Memes are cultural forms that add short text or modifications to existing images or videos and spread instantly. The unknown author, rapid distribution speed, and chain of transformation do not presuppose conventional rights management.

In many cases, shared social context is central to value, and economic exploitation is secondary.

Memes are repeatedly produced and consumed at a speed that exceeds the time sense of the copyright system.


Derivative creations and fan culture

Derivative works such as doujinshi, fan art, and cover videos are practices that simultaneously respect and critique the original work. In Japan in particular, culture has been supported by the tacit approval and guidelines of rights holders.

This can be said to be a choice that prioritizes cultural sustainability over strict legal application.

Derivative creations are a cultural ecosystem that has been established through agreements outside the system.


Re-editing problem in the AI ​​era

Generation and conversion by AI further expands the concept of remixing.

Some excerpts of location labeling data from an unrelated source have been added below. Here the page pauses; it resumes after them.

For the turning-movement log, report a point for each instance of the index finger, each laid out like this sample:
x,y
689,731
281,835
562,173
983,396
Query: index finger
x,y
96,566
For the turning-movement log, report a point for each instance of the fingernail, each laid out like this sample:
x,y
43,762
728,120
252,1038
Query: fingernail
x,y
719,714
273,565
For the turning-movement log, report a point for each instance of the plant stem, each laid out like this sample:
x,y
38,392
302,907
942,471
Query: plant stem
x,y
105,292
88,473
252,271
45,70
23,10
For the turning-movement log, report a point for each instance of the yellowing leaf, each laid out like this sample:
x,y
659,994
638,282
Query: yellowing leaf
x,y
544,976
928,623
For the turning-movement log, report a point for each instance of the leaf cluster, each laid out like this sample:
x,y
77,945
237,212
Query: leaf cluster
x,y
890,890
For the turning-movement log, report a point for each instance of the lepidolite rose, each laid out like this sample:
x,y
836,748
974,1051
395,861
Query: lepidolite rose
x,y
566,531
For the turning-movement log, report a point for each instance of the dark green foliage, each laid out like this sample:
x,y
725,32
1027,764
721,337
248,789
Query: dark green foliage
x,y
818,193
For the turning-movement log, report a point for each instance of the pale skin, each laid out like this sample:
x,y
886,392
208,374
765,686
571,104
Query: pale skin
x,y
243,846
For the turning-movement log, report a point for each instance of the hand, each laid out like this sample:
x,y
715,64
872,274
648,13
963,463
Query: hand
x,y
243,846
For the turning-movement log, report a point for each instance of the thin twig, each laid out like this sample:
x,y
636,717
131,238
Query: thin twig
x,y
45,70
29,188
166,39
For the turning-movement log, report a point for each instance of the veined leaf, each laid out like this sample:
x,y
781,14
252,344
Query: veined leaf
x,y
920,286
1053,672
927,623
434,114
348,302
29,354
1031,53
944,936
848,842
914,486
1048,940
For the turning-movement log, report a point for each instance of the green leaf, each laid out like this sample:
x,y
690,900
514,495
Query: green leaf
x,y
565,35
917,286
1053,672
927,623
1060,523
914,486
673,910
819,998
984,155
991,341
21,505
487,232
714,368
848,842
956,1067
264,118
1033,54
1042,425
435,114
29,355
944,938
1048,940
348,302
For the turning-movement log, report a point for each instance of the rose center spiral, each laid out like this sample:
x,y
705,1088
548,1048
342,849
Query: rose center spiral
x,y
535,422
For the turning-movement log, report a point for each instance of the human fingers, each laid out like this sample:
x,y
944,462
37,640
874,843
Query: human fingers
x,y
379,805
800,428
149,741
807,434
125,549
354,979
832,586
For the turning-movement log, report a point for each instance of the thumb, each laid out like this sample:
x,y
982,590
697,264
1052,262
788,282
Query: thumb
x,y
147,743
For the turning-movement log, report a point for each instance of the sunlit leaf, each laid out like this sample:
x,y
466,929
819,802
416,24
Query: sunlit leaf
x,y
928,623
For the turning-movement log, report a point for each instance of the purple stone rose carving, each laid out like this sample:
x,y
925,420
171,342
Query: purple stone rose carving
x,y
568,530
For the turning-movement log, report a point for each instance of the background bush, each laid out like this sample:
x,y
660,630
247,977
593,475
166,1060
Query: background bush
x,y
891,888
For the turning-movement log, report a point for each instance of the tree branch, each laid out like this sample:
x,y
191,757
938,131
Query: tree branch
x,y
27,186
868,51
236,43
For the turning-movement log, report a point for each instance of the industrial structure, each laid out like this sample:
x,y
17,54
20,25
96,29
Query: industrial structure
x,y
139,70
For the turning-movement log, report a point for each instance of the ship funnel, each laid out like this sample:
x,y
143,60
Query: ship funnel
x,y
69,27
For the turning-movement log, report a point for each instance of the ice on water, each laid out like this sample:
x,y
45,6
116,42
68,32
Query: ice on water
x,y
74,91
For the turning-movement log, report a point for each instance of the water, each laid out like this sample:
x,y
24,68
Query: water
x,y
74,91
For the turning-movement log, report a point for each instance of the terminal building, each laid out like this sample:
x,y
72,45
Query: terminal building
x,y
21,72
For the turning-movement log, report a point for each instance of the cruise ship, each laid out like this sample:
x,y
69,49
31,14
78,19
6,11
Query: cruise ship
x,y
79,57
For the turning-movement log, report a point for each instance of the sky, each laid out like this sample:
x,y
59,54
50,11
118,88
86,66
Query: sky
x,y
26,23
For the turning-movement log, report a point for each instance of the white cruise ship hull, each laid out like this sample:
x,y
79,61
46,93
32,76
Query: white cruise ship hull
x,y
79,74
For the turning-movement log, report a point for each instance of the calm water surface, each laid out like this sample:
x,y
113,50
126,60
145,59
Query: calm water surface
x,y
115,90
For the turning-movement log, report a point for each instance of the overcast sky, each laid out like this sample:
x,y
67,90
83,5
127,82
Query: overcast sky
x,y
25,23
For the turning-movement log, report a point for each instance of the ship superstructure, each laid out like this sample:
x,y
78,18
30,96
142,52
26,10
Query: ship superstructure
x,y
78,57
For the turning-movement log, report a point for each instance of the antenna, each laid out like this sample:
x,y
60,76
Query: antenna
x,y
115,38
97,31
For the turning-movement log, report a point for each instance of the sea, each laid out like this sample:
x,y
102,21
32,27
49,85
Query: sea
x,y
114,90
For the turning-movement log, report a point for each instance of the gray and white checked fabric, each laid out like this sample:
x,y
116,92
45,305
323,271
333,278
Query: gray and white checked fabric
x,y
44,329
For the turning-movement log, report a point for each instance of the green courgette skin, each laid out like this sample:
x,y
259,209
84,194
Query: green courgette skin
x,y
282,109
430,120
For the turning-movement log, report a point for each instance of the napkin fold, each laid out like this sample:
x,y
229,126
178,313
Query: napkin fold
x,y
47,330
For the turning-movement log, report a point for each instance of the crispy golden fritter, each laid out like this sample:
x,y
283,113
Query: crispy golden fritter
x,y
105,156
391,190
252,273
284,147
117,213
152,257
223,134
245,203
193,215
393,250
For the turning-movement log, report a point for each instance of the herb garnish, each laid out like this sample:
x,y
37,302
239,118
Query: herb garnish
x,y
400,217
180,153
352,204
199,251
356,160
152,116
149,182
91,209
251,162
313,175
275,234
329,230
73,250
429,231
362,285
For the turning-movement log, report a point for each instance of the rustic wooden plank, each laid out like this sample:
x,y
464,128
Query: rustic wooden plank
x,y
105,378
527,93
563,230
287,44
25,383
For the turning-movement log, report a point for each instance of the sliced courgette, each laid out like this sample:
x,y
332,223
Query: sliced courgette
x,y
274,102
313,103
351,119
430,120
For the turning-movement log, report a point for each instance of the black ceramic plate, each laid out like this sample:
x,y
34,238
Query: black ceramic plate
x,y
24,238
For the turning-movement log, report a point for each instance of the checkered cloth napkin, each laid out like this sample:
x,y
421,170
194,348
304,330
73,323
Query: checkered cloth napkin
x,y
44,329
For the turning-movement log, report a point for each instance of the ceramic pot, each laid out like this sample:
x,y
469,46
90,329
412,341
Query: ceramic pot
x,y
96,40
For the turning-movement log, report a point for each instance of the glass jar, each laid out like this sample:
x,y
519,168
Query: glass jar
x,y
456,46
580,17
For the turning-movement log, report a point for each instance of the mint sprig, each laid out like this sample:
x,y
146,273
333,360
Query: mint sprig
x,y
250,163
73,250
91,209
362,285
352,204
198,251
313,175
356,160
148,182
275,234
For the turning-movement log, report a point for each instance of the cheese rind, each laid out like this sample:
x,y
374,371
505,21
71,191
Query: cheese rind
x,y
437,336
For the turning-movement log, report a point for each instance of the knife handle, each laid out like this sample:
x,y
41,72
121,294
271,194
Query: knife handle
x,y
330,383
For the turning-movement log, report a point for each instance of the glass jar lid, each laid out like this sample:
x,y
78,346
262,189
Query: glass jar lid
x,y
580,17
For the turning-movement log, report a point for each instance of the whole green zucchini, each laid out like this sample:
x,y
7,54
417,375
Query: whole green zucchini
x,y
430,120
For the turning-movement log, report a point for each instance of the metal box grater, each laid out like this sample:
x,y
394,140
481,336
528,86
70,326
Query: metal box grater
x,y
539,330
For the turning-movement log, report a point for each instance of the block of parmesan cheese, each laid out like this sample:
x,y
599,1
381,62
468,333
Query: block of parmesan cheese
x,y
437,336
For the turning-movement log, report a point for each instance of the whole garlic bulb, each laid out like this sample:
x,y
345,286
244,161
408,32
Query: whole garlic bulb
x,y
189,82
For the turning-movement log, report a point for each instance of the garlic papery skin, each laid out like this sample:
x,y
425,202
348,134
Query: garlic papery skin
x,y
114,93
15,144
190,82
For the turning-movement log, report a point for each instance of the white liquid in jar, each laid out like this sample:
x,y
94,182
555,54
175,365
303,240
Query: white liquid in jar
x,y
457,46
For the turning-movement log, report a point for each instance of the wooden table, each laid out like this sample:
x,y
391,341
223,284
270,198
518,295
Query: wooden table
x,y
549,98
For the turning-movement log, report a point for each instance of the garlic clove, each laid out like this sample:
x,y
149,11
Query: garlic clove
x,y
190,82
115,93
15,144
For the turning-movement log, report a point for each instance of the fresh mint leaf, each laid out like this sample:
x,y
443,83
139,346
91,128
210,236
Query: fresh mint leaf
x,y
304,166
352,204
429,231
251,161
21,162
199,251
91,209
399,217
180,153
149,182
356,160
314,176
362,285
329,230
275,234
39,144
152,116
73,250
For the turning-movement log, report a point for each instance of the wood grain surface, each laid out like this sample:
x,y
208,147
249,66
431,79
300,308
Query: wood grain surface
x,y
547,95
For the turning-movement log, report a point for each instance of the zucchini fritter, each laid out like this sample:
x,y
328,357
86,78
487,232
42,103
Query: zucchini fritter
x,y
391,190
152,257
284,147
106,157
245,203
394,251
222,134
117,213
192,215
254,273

Data use, output similarity, and style imitation during the learning stage raise issues that cannot be resolved using conventional copyright concepts.

AI will redefine who is responsible for remixing.


Chronology

sequenceDiagram participant A as 1900s participant B as 1960s participant C as 1970s participant D as 1990s participant E as 2010s A->>B: 録音と編集 B->>C: ダブ文化 C->>D: サンプリング訴訟 D->>E: デジタルとミーム

Remix culture has changed form in response to changes in technology and institutions.


Diagram: Remix and circulation of rights

flowchart LR A[Original work] B[reuse] C[cultural assessment] D[legal system] A --> B --> C --> D --> A

Creation and rights continue to interact cyclically.


Conclusion

The issue of remix culture and rights is a history of adjustment rather than mere conflict. Through music, images, memes, and derivative works, culture has always used the past as material to create the future. The legal system cannot completely control the flow, but it can direct it.

How we treat remixes is a test of how society views creativity.